`MethodError` in Julia processes launched with `--worker` argument


#1

I wrote a my cluster manager to be used with our cluster running Slurm. Now running the code is as simple as

julia> a = ArettoManager(124)
ArettoManager(124)

julia> addprocs(a, partition="defq", N=16)

which correctly launches 124 Julia binaries with --worker argument successfully on 16 nodes. However, these worker processes exit immediately with a MethodError. Capturing STDOUT, I have

[affans@hpc ArettoTest]$ cat job0000.out
julia_worker:9070#172.16.1.26
MethodError(convert, (Tuple, :all_to_all), 0x0000000000005549)CapturedException(MethodError(convert, (Tuple, :all_to_all), 0x0000000000005549), Any[(setindex!(::Array{Tuple,1}, ::Symbol, ::Int64) at array.jl:583, 1), ((::Base.Distributed.##99#100{TCPSocket,TCPSocket,Bool})() at event.jl:73, 1)])
Process(1) - Unknown remote, closing connection.
Master process (id 1) could not connect within 60.0 seconds.
exiting.

As you can see, the worker binary correctly writes the port and host information on STDOUT.
The exception from the master Julia process itself

ERROR: InterruptException:
Stacktrace:
 [1] #addprocs_locked#44(::Base.Iterators.Pairs{Symbol,Any,Tuple{Symbol,Symbol},NamedTuple{(:partition, :N),Tuple{String,Int64}}}, ::Function, ::ArettoManager) at ./task.jl:266
 [2] #addprocs_locked at ./none:0 [inlined]
 [3] #addprocs#43(::Base.Iterators.Pairs{Symbol,Any,Tuple{Symbol,Symbol},NamedTuple{(:partition, :N),Tuple{String,Int64}}}, ::Function, ::ArettoManager) at /builddir/build/BUILD/julia/build/usr/share/julia/stdlib/v1.0/Distributed/src/cluster.jl:369
 [4] (::getfield(Distributed, Symbol("#kw##addprocs")))(::NamedTuple{(:partition, :N),Tuple{String,Int64}}, ::typeof(addprocs), ::ArettoManager) at ./none:0
 [5] top-level scope at none:0

I don’t know where the MethodError is coming from. It dosn’t seem to be from my side but something internally, likely in Distributed.jl.

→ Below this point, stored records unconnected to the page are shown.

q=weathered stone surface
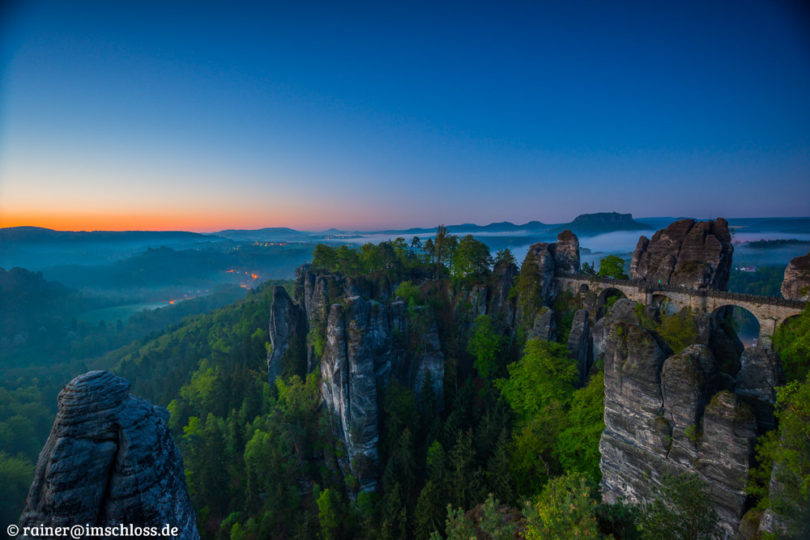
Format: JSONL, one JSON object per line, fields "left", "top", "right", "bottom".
{"left": 318, "top": 293, "right": 444, "bottom": 493}
{"left": 522, "top": 243, "right": 556, "bottom": 305}
{"left": 297, "top": 266, "right": 345, "bottom": 326}
{"left": 734, "top": 346, "right": 781, "bottom": 431}
{"left": 600, "top": 306, "right": 670, "bottom": 507}
{"left": 592, "top": 299, "right": 639, "bottom": 366}
{"left": 521, "top": 231, "right": 582, "bottom": 306}
{"left": 20, "top": 371, "right": 198, "bottom": 540}
{"left": 552, "top": 230, "right": 580, "bottom": 275}
{"left": 599, "top": 301, "right": 758, "bottom": 537}
{"left": 660, "top": 345, "right": 712, "bottom": 467}
{"left": 268, "top": 286, "right": 308, "bottom": 381}
{"left": 781, "top": 252, "right": 810, "bottom": 301}
{"left": 526, "top": 307, "right": 555, "bottom": 342}
{"left": 487, "top": 259, "right": 517, "bottom": 329}
{"left": 567, "top": 309, "right": 592, "bottom": 385}
{"left": 699, "top": 391, "right": 757, "bottom": 535}
{"left": 630, "top": 218, "right": 733, "bottom": 290}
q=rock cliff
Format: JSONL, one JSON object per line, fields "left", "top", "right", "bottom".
{"left": 567, "top": 309, "right": 592, "bottom": 385}
{"left": 277, "top": 266, "right": 455, "bottom": 493}
{"left": 553, "top": 230, "right": 580, "bottom": 276}
{"left": 268, "top": 286, "right": 307, "bottom": 381}
{"left": 630, "top": 218, "right": 733, "bottom": 290}
{"left": 598, "top": 300, "right": 761, "bottom": 537}
{"left": 19, "top": 371, "right": 199, "bottom": 540}
{"left": 781, "top": 252, "right": 810, "bottom": 301}
{"left": 270, "top": 245, "right": 542, "bottom": 494}
{"left": 520, "top": 230, "right": 581, "bottom": 307}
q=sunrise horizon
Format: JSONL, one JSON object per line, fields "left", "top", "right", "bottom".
{"left": 2, "top": 2, "right": 808, "bottom": 230}
{"left": 3, "top": 210, "right": 810, "bottom": 235}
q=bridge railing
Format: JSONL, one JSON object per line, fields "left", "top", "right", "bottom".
{"left": 558, "top": 273, "right": 807, "bottom": 310}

Edit: Slightly different error in STDOUT from the workers

[affans@hpc ArettoTest]$ cat job0001.out
julia_worker:9015#172.16.1.26
TypeError(:deserialize_module, "typeassert", Module, ===)CapturedException(TypeError(:deserialize_module, "typeassert", Module, ===), Any[((::Base.Distributed.##99#100{TCPSocket,TCPSocket,Bool})() at event.jl:73, 1)])
Process(1) - Unknown remote, closing connection.
Master process (id 1) could not connect within 60.0 seconds.
exiting.